Get ready for a groundbreaking experiment! In June, a four-person crew will enter a 3D-printed building at NASA’s Johnson Space Center in Houston, Texas, and spend a year inside. The building, called Mars Dune Alpha, was designed by BIG-Bjarke Ingels Group and 3D printed by Icon Technology using a slurry that looked like soft-serve ice cream before it dried. The 1,700-square-foot space has crew quarters, shared living space, and dedicated areas for medical care and growing food. But this isn’t just any experiment – it’s the first structure built for a NASA mission by the Moon to Mars Planetary Autonomous Construction Technology (MMPACT) team. The team is preparing for the first construction projects on a planetary body beyond Earth, and they’re starting with the Moon.
The MMPACT team is working on sustainable, long-lasting structures that use the regolith already on the Moon. They plan to turn the regolith into a paste that can be 3D printed into thin layers or different shapes. The team’s first off-planet project is tentatively scheduled for late 2027. For that mission, a robotic arm with an excavator will sort and stack regolith, attached to the side of a lunar lander. Subsequent missions will focus on using semiautonomous excavators and other machines to build living quarters, roads, greenhouses, power plants, and blast shields that will surround rocket launch pads.
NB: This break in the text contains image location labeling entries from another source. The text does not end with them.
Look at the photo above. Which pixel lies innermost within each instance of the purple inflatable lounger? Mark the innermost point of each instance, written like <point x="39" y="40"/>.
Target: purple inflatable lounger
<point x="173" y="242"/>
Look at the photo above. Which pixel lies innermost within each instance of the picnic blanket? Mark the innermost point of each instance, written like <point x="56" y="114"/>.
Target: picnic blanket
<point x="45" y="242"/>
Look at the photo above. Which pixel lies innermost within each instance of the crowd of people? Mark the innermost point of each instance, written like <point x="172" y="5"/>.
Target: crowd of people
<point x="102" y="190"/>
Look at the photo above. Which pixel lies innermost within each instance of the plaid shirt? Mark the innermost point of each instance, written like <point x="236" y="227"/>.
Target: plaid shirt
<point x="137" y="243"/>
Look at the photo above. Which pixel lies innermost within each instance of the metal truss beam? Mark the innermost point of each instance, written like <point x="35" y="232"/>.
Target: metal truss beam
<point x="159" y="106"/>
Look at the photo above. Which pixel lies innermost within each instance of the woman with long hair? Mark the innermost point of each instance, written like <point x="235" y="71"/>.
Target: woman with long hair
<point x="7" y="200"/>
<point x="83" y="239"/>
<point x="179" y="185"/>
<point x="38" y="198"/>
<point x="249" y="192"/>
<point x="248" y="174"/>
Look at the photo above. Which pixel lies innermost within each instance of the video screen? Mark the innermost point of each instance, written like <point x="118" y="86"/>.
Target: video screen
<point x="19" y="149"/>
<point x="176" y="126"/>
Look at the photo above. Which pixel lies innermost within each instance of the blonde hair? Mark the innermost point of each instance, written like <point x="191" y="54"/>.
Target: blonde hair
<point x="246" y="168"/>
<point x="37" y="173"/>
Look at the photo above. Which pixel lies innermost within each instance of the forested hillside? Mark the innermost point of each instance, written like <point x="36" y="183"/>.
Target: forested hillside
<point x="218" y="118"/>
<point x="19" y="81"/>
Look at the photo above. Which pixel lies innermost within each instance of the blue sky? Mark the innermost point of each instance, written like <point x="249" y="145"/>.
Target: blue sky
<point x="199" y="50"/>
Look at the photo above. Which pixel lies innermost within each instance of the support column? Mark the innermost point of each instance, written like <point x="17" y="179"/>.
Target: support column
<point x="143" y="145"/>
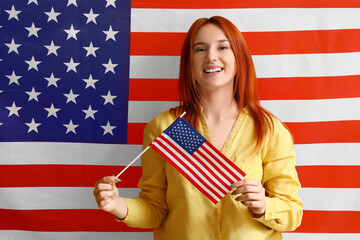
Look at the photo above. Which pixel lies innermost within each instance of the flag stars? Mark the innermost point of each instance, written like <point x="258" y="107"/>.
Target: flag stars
<point x="90" y="50"/>
<point x="33" y="126"/>
<point x="70" y="127"/>
<point x="52" y="15"/>
<point x="109" y="66"/>
<point x="109" y="98"/>
<point x="110" y="34"/>
<point x="33" y="64"/>
<point x="73" y="2"/>
<point x="52" y="80"/>
<point x="90" y="82"/>
<point x="14" y="110"/>
<point x="13" y="47"/>
<point x="71" y="97"/>
<point x="52" y="49"/>
<point x="71" y="65"/>
<point x="90" y="112"/>
<point x="52" y="111"/>
<point x="108" y="128"/>
<point x="71" y="32"/>
<point x="110" y="3"/>
<point x="13" y="13"/>
<point x="33" y="30"/>
<point x="91" y="16"/>
<point x="33" y="1"/>
<point x="13" y="78"/>
<point x="33" y="95"/>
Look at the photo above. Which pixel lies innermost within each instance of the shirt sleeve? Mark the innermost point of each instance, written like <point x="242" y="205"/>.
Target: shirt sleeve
<point x="150" y="208"/>
<point x="280" y="180"/>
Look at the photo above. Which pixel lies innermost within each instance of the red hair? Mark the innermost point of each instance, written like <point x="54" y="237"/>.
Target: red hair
<point x="245" y="82"/>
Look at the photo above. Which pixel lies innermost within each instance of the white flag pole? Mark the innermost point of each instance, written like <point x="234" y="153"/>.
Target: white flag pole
<point x="138" y="156"/>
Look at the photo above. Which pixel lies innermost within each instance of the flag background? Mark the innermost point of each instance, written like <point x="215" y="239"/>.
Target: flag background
<point x="307" y="58"/>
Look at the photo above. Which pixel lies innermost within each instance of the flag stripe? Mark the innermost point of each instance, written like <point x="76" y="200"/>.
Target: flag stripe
<point x="267" y="66"/>
<point x="335" y="154"/>
<point x="68" y="176"/>
<point x="304" y="133"/>
<point x="64" y="175"/>
<point x="14" y="234"/>
<point x="248" y="20"/>
<point x="169" y="154"/>
<point x="37" y="198"/>
<point x="201" y="167"/>
<point x="318" y="110"/>
<point x="324" y="154"/>
<point x="192" y="165"/>
<point x="75" y="220"/>
<point x="259" y="43"/>
<point x="269" y="88"/>
<point x="184" y="4"/>
<point x="28" y="235"/>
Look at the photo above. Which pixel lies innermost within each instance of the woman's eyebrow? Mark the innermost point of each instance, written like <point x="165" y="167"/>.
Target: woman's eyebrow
<point x="202" y="43"/>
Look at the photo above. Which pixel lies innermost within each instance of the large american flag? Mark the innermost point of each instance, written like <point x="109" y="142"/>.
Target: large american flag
<point x="73" y="103"/>
<point x="210" y="171"/>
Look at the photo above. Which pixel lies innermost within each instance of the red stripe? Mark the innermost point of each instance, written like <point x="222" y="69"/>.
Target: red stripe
<point x="329" y="176"/>
<point x="298" y="88"/>
<point x="62" y="221"/>
<point x="64" y="175"/>
<point x="165" y="156"/>
<point x="78" y="220"/>
<point x="209" y="176"/>
<point x="294" y="88"/>
<point x="153" y="90"/>
<point x="213" y="173"/>
<point x="330" y="222"/>
<point x="236" y="171"/>
<point x="86" y="176"/>
<point x="215" y="4"/>
<point x="326" y="132"/>
<point x="190" y="169"/>
<point x="260" y="43"/>
<point x="304" y="132"/>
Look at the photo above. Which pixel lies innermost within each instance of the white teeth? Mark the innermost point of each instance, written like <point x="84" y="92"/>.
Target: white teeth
<point x="213" y="70"/>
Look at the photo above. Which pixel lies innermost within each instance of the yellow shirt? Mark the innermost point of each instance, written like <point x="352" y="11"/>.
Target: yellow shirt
<point x="171" y="205"/>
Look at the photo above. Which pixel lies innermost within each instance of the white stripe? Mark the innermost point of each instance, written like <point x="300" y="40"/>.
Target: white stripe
<point x="187" y="172"/>
<point x="330" y="199"/>
<point x="248" y="20"/>
<point x="145" y="111"/>
<point x="13" y="153"/>
<point x="29" y="235"/>
<point x="35" y="198"/>
<point x="286" y="110"/>
<point x="212" y="168"/>
<point x="218" y="165"/>
<point x="314" y="110"/>
<point x="335" y="154"/>
<point x="321" y="236"/>
<point x="223" y="160"/>
<point x="199" y="165"/>
<point x="267" y="66"/>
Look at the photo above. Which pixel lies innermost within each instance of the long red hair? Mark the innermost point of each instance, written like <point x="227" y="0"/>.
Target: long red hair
<point x="245" y="82"/>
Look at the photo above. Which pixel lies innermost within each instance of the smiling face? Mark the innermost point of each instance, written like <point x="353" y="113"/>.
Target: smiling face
<point x="213" y="59"/>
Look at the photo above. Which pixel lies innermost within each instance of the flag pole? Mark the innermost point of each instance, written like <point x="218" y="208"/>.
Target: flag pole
<point x="138" y="156"/>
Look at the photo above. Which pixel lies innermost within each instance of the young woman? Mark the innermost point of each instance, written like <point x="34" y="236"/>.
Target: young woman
<point x="218" y="90"/>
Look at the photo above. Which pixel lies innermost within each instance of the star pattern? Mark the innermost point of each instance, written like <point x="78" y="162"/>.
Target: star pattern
<point x="55" y="81"/>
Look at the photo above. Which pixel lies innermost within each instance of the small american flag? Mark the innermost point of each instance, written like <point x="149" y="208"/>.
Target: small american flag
<point x="197" y="160"/>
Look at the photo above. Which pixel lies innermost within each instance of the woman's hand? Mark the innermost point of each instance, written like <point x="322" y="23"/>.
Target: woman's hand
<point x="252" y="196"/>
<point x="107" y="197"/>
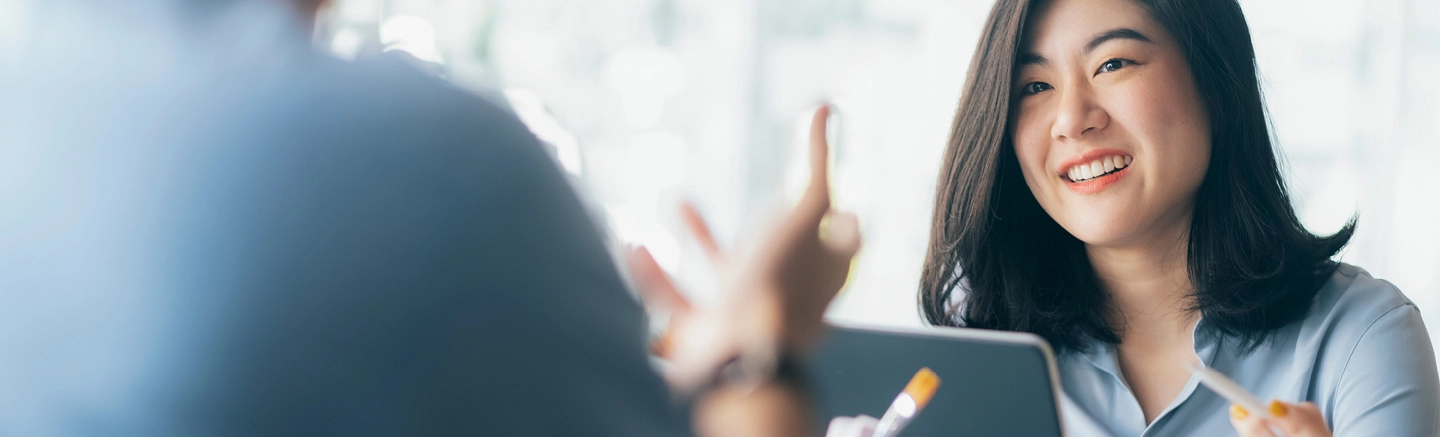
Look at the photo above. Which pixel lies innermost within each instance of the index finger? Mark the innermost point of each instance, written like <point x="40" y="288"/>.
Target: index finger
<point x="815" y="201"/>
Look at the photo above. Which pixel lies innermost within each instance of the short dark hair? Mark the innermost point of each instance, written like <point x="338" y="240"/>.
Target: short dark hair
<point x="1253" y="264"/>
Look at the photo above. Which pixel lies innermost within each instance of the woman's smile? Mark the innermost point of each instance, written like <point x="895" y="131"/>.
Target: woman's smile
<point x="1095" y="170"/>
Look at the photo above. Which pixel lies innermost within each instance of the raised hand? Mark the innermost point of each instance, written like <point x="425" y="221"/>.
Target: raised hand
<point x="775" y="297"/>
<point x="1293" y="420"/>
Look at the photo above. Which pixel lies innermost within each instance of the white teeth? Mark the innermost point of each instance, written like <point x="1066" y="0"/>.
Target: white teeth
<point x="1099" y="168"/>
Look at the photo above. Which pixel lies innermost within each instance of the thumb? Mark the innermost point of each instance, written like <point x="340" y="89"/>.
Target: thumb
<point x="840" y="234"/>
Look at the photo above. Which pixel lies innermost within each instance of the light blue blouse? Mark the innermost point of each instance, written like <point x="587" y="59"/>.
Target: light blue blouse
<point x="1361" y="355"/>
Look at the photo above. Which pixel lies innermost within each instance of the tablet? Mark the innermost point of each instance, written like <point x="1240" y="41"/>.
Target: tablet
<point x="991" y="382"/>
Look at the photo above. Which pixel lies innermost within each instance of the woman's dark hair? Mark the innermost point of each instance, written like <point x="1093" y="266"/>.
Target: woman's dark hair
<point x="1253" y="266"/>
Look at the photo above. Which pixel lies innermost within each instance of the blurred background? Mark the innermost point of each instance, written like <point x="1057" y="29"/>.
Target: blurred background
<point x="648" y="103"/>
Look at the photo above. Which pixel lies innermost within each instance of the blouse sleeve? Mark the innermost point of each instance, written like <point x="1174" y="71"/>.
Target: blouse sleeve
<point x="1388" y="385"/>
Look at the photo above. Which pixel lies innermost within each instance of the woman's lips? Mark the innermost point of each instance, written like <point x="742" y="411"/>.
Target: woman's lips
<point x="1096" y="185"/>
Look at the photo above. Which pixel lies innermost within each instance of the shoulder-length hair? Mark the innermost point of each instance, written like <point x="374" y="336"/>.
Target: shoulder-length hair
<point x="1253" y="266"/>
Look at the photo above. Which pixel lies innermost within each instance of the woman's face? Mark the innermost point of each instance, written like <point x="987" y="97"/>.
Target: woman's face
<point x="1110" y="131"/>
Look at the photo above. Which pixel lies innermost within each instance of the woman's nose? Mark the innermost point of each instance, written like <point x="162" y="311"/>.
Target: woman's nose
<point x="1077" y="116"/>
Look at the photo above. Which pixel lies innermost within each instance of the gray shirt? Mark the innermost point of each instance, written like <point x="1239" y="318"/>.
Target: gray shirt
<point x="1361" y="355"/>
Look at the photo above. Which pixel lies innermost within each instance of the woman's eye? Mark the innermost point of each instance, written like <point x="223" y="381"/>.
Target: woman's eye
<point x="1033" y="88"/>
<point x="1112" y="65"/>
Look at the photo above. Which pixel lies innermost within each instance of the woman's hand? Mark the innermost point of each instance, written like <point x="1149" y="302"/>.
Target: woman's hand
<point x="774" y="299"/>
<point x="1293" y="420"/>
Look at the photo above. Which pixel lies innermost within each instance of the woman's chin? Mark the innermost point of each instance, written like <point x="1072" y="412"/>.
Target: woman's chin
<point x="1112" y="232"/>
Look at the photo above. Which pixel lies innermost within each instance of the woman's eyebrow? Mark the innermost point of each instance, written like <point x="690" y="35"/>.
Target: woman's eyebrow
<point x="1113" y="33"/>
<point x="1030" y="58"/>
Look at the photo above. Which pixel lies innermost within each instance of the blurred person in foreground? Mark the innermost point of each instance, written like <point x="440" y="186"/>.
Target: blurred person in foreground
<point x="210" y="230"/>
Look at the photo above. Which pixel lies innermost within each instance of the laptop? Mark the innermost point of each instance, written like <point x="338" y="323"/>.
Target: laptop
<point x="991" y="382"/>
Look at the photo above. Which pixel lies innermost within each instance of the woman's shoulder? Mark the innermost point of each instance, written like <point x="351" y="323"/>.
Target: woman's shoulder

But there are challenges to overcome. One of the biggest challenges is making the lunar regolith into a building material strong enough and durable enough to protect human life. The regolith could contain ice, and NASA only has samples from the Apollo 16 mission to experiment with. So the MMPACT team has to make their own synthetic versions. They keep buckets in their office of about a dozen combinations of what NASA expects to find on the Moon. The recipes include varying mixtures of basalt, calcium, iron, magnesium, and a mineral named anorthite that doesn’t occur naturally on Earth.
Building on the Moon has other challenges too. Gravity is much weaker, there’s a chance of moonquakes that can create vibrations for up to 45 minutes, and temperatures at the south pole can get as high as 130° Fahrenheit in sunlight and as low as –400° at night. Abrasive moon dust can clog machinery joints and bring hardware to a screeching halt. During the Apollo missions, regolith damaged space suits, and inhaling dust caused astronauts to experience hay-fever-like symptoms.
Despite the challenges, the MMPACT team is determined to make construction on the Moon as autonomous as possible. They plan to use lasers or microwaves to melt regolith, then cool it to allow gases to escape before printing it into desired shapes. The team feels that they can do a “reasonably good job” of matching the geochemical properties of the regolith, but making the geotechnical properties is much harder.
The MMPACT team is paving the way for humanity’s return to the Moon as part of NASA’s Artemis program. Astronauts will first live in places like an orbiting space station, on a lunar lander, or in inflatable surface habitats. But the MMPACT team is preparing for the construction of sustainable, long-lasting structures. Who knows what the future holds? Maybe one day, we’ll be living on the Moon!
NASA has recently released its new strategy titled, “Space Exploration Strategy to Melt the Moon and Construct on Mars,” outlining its objectives for the future of space exploration. The strategy details the agency’s plan to use cutting-edge research and technology to help extend human presence beyond Earth.
NASA plans to utilize its resources and develop new technologies to extract materials from the moon’s frozen water reserves and melt them into liquid form. This liquid would then be used to make materials and fuel for future space exploration, including constructing necessary support systems and habitats on Mars.
The technology being developed for this space exploration mission includes advanced solar-powered equipment designed to convert the frozen water into liquid. Additionally, thermal-optic mirrors will be developed to focus the sun’s energy on a given area on the moon and help speed up the melting process.
Unfortunately, this process of melting the moon is still in its infancy. The technology and strategies needed for this type of mission must be improved and tested before the venture can proceed. Meanwhile, research and technology developments related to constructing habitats and support systems on Mars are advancing at a steady rate as the mission objectives become more clearly defined and realized.
The strategy released by NASA will be used to help create a roadmap for the future of space exploration to Mars and beyond. The agency is confident that with the right resources and technology, that human presence can be extended beyond our own solar system.
NASA is committed to maximizing its influence in space exploration, and the strategy released is a testament to that dedication. From extracting resources from the moon to building habitats on Mars, this strategy serves as a bold and innovative plan for the agency’s future.